The Bookman judged the critical market well. The Exploits of Brigadier Gerard won many friends and made many other reviewers very happy, bringing favourable reports first from the Scotsman, on 17 February 1896, a mere two days after publication; followed by The Speaker which paid tribute to the scholarship of the book, and the Spectator (both on 25 April), which responded as so many did, to what it saw as the Brigadier’s childlike or schoolboy qualities.
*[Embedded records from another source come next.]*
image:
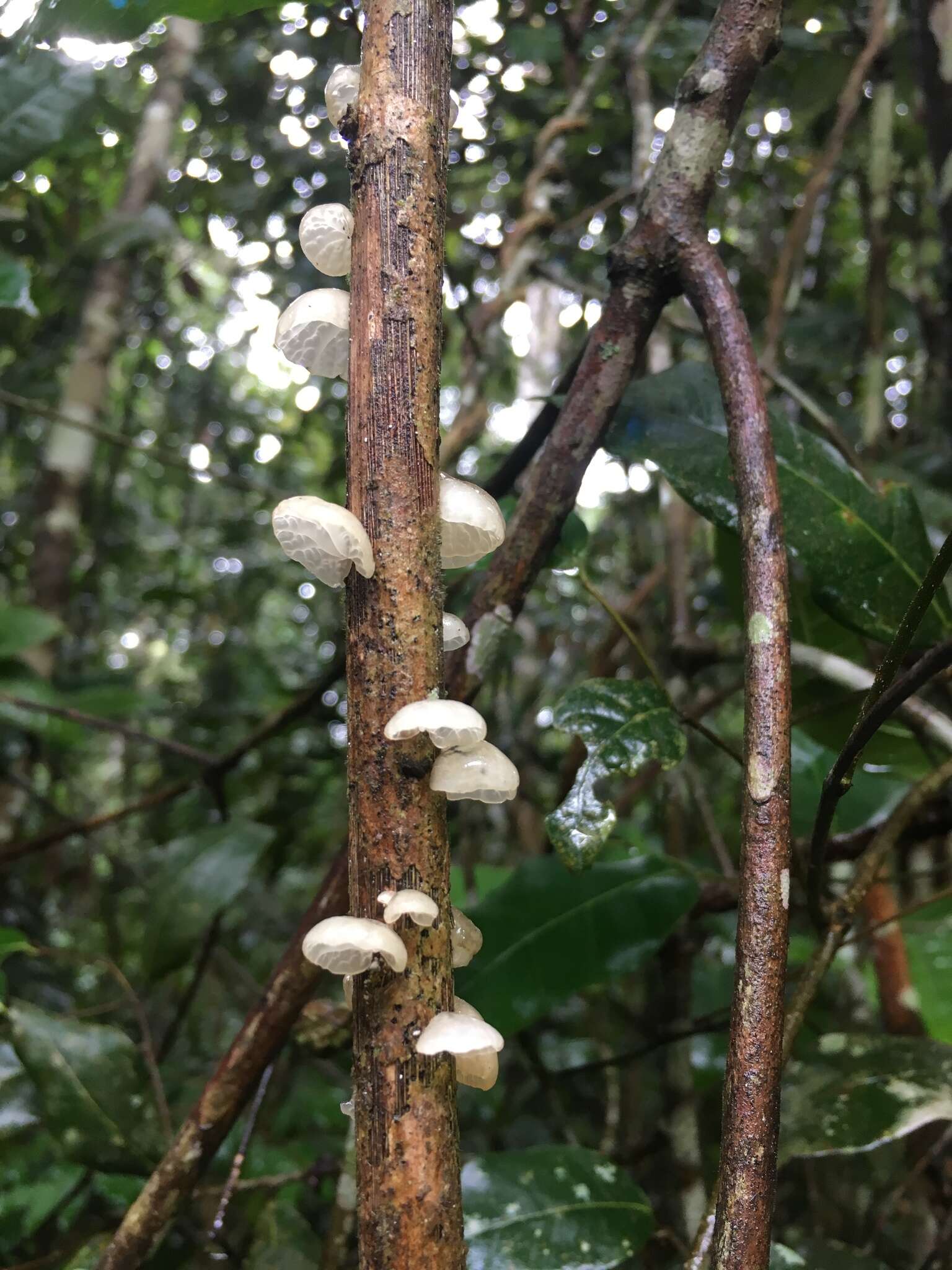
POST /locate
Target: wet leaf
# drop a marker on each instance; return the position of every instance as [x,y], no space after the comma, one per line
[547,934]
[625,724]
[865,553]
[90,1088]
[551,1208]
[857,1093]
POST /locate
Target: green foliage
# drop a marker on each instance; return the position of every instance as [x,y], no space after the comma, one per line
[625,727]
[547,934]
[551,1208]
[865,553]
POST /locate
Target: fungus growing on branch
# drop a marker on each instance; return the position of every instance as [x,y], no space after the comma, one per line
[348,945]
[447,723]
[324,538]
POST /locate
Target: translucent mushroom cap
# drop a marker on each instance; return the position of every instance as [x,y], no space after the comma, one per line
[447,723]
[324,538]
[414,905]
[466,939]
[340,92]
[315,332]
[325,235]
[456,633]
[472,523]
[483,773]
[348,945]
[448,1033]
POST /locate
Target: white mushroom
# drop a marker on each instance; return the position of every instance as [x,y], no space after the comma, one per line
[348,945]
[325,238]
[324,538]
[483,773]
[466,939]
[340,92]
[315,332]
[472,523]
[447,723]
[414,905]
[456,633]
[448,1033]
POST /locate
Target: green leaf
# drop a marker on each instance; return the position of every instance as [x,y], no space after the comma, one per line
[865,553]
[547,934]
[14,285]
[200,876]
[89,1082]
[625,724]
[24,628]
[551,1208]
[42,100]
[857,1093]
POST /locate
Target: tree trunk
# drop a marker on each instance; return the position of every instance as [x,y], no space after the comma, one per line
[68,458]
[408,1169]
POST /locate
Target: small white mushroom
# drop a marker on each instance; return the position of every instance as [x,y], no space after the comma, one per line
[324,538]
[410,904]
[447,723]
[315,332]
[466,939]
[348,945]
[340,92]
[472,523]
[448,1033]
[456,633]
[325,238]
[483,773]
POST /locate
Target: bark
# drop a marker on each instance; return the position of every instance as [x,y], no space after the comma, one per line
[409,1209]
[68,458]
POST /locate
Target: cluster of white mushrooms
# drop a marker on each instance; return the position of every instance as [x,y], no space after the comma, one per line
[329,540]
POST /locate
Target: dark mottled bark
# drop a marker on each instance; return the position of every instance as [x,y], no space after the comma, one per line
[408,1166]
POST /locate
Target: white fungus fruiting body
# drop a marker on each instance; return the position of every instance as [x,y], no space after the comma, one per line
[325,238]
[340,92]
[483,774]
[447,723]
[325,539]
[472,523]
[315,332]
[456,633]
[414,905]
[448,1033]
[348,945]
[466,939]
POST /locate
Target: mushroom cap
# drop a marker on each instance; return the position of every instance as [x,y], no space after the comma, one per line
[447,723]
[325,235]
[340,92]
[472,523]
[315,332]
[456,633]
[324,538]
[480,1070]
[414,905]
[466,939]
[483,773]
[457,1034]
[348,945]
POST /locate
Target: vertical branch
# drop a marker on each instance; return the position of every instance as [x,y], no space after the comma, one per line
[408,1169]
[742,1237]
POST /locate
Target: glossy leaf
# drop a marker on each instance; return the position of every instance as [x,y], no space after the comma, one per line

It was, no doubt, to be expected that the reviewers’ chief reaction should be one of some satisfaction at their own intellectual superiority to Etienne Gerard. And this certainly helped to make him a favourite. Indeed, the reviewers seem to have agreed in seeing Gerard as appropriate to their notion of a Napoleonic officer, stage-French above all in his un-British self-admiration. Yet there was real historical insight here, too, for to read ‘How the Brigadier Played for a Kingdom’, for example, is to gain purchase on the awakening of German romantic nationalism in a form the cold print of scientific history cannot supply. The measure of Arthur Conan Doyle’s success may be shown by the final passage in which Gerard for once shows himself a visionary of the Zeitgeist, and with nothing incongruous about his understanding having for once transcended the limits of Napoleon’s.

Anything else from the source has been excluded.